Ingredients: champagne, Mikan orange liqueur

To serve Chanmery is to embrace Japanese sophistication. The holiday drink captures the essence of festive celebrations in the Land of the Rising Sun, and is a unique concoction that blends Champagne and Mikan orange liqueur, creating a crisp and citrusy libation. Usually served chilled in delicate flutes, the effervescence of Champagne pairs seamlessly with the bright notes of orange. While Chanmery itself may not be a deeply rooted cultural tradition, it has become associated with the celebratory atmosphere of Christmas in Japan, and is a refreshing and elegant option for holiday toasts and festivities. For those who don’t drink alcohol, any spritz can replace the Champagne—of course, served in style.

Jólabland from Iceland

Ingredients: orange spritzer and brown ale (Guinness, for example)

With thirteen days of Christmas in Iceland, there’s plenty of time to celebrate and indulge. Best for quenching sweettooths, jólabland is a one-of-a-kind tradition that not only refreshes but also encapsulates the very essence of Christmas celebrations in the Land of Fire and Ice. Hailing from Iceland, jólabland is an ale that features a harmony of malt extract and orange soda—a fizzy, citrusy elixir that mirrors the lively spirit of the Icelandic winter. Pour it into tall glasses, where the bubbles dance like snowflakes, and sip on the citrusy aroma of this Christmas ale.

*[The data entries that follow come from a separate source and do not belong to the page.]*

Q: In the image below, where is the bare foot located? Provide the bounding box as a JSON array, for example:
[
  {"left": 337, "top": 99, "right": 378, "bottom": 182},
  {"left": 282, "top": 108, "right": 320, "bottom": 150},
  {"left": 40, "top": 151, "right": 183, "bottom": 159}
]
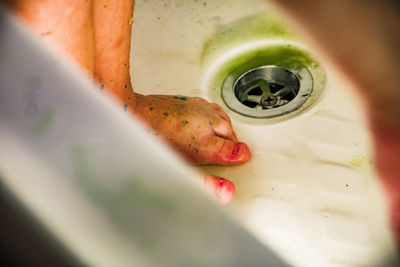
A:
[
  {"left": 204, "top": 175, "right": 235, "bottom": 204},
  {"left": 135, "top": 94, "right": 250, "bottom": 165}
]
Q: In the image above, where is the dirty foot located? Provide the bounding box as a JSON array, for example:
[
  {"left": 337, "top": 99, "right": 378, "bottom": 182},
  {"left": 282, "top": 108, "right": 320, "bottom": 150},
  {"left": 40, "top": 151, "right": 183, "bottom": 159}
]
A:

Jólabland from Iceland. Image via Pexels.

White Christmas mojito from Australia

Ingredients: fresh mint, lime juice, white and coconut rum, coconut milk, sparkling water, pomegranate arils

Embracing the laid-back Aussie Christmas vibe comes with a white Christmas mojito, the refreshing classic that captures the essence of festive and sun-kissed holiday celebrations. Born in Australia, this mojito offers a tropical twist, making it the go-to beverage for climate-fitting Christmas gatherings. It’s a drink to have fun with when serving or sipping—and like all mojitos, includes white sugar, fresh mint leaves, and lime juice, and garnish slices of juicy pineapple. It’s refreshing like a summer Down Under.

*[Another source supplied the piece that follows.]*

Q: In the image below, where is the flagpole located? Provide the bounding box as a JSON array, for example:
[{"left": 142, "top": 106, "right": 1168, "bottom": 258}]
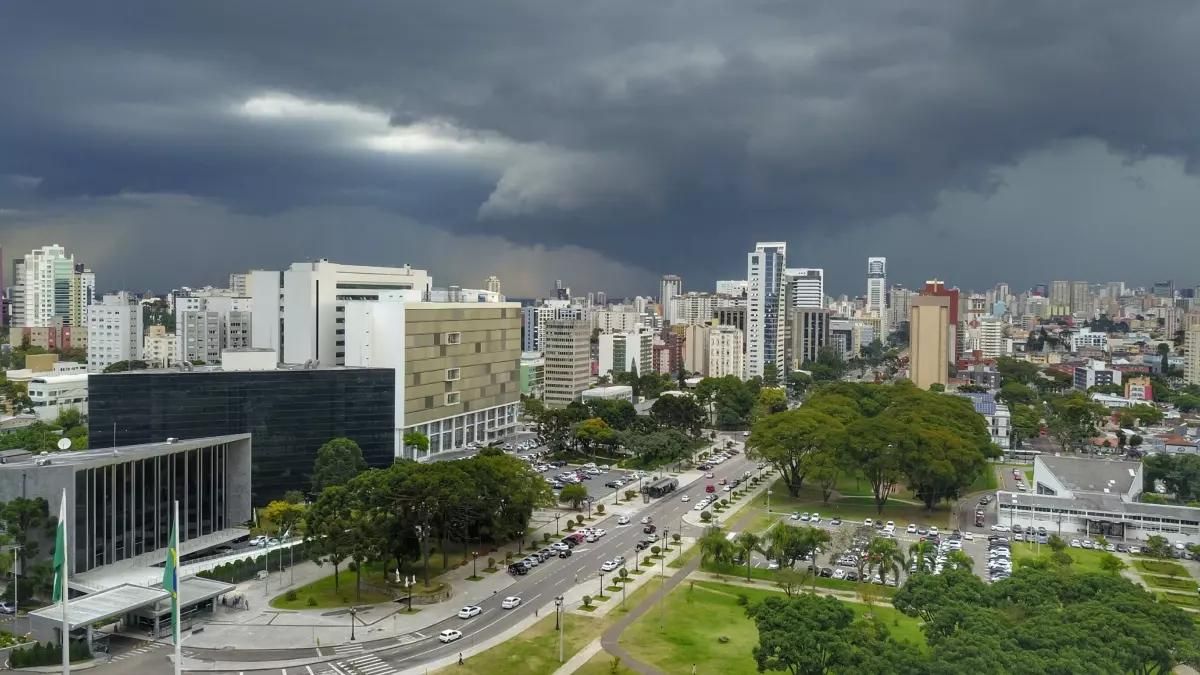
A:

Colada Morada from Ecuador

Ingredients: purple corn flour, water, naranjilla, pineapple, strawberries, mortiños, brown sugar, cinnamon, cloves, citrus flavor, aguardiente or rum (optional)

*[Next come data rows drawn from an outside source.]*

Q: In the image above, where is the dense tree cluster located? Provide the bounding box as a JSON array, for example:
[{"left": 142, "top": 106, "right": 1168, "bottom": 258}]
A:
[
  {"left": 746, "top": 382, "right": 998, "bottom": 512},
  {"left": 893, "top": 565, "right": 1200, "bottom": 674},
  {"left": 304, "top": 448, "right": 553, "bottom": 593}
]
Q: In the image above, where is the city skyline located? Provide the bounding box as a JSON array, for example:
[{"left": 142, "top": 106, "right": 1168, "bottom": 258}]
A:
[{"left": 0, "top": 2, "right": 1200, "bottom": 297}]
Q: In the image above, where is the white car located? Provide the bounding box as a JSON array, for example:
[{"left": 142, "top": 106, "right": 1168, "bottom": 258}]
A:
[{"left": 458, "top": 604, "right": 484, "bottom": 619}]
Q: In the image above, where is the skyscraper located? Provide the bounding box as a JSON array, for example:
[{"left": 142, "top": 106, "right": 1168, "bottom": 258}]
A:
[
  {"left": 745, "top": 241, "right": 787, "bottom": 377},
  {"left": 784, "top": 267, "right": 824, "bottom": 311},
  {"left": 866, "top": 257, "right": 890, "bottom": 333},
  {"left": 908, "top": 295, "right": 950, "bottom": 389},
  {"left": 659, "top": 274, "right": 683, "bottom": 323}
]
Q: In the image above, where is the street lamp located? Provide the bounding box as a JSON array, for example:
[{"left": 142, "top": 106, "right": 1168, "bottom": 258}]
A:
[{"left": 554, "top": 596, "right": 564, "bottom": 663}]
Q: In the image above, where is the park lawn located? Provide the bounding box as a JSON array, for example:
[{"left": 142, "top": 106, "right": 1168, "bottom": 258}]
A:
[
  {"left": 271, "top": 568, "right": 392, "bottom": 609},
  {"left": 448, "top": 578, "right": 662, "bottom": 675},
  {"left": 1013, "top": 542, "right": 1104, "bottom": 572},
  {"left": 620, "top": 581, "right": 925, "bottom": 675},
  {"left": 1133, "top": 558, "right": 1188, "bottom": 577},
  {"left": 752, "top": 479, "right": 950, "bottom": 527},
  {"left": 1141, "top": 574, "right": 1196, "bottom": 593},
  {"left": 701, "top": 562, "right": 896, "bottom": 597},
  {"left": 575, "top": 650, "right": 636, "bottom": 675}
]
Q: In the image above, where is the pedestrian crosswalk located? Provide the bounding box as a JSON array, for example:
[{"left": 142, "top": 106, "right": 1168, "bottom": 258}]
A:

With a Colada Morada comes Ecuador’s festive landscape. The rich and vibrant seasonal drink embodies the spirit of celebrations in the South American gem. Originating in Ecuador, Colada Morada is a unique blend of purple corn flour, fruits, and spices, creating a velvety, spiced concoction that has become an integral part of the country’s Dia de los Difuntos, or Day of the Dead, traditions. The ancestral beverage has deep roots in Indigenous Ecuadorian culture, dating back to the pre-Columbian era. This is a commonly non-alcoholic beverage, but is best complimented with aguardiente or rum.

To serve Colada Morada is to embrace Ecuadorian heritage. Pour it into traditional cups, allowing the aromatic steam to rise and infuse the air with the essence of spices and fruits. Whether enjoyed during the Dia de los Difuntos celebrations or as a toast to Ecuador’s rich cultural tapestry, Colada Morada is not just a drink; it's a sip into the historical and flavorful traditions of Ecuador, a warm embrace of both the past and the present to enjoy when celebrating Christmas.

Eggnog from medieval Britain

Ingredients: eggs, sugar, milk, heavy cream, nutmeg, cinnamon, vanilla, rum, brandy, or bourbon

We would never forget you, eggnog! The holiday classic traces its roots back to medieval Britain’s custom of spicing and flavoring ale with beaten eggs, milk, and sherry. Through the ages, eggnog has evolved into the creamy and indulgent beverage we know today. For those who’ve taken part in eggnog-making, it’s pretty clear that the art lies in the balance. Whisk together eggs, sugar, milk, and a hint of nutmeg—and the cherry-on-top adult twist of a splash of brandy or rum. While a known classic, eggnog can also be cutting edge. For a fun twist on your holiday party, eggnog martinis are class. To warm up, add it as a top off in your post-dinner affogato.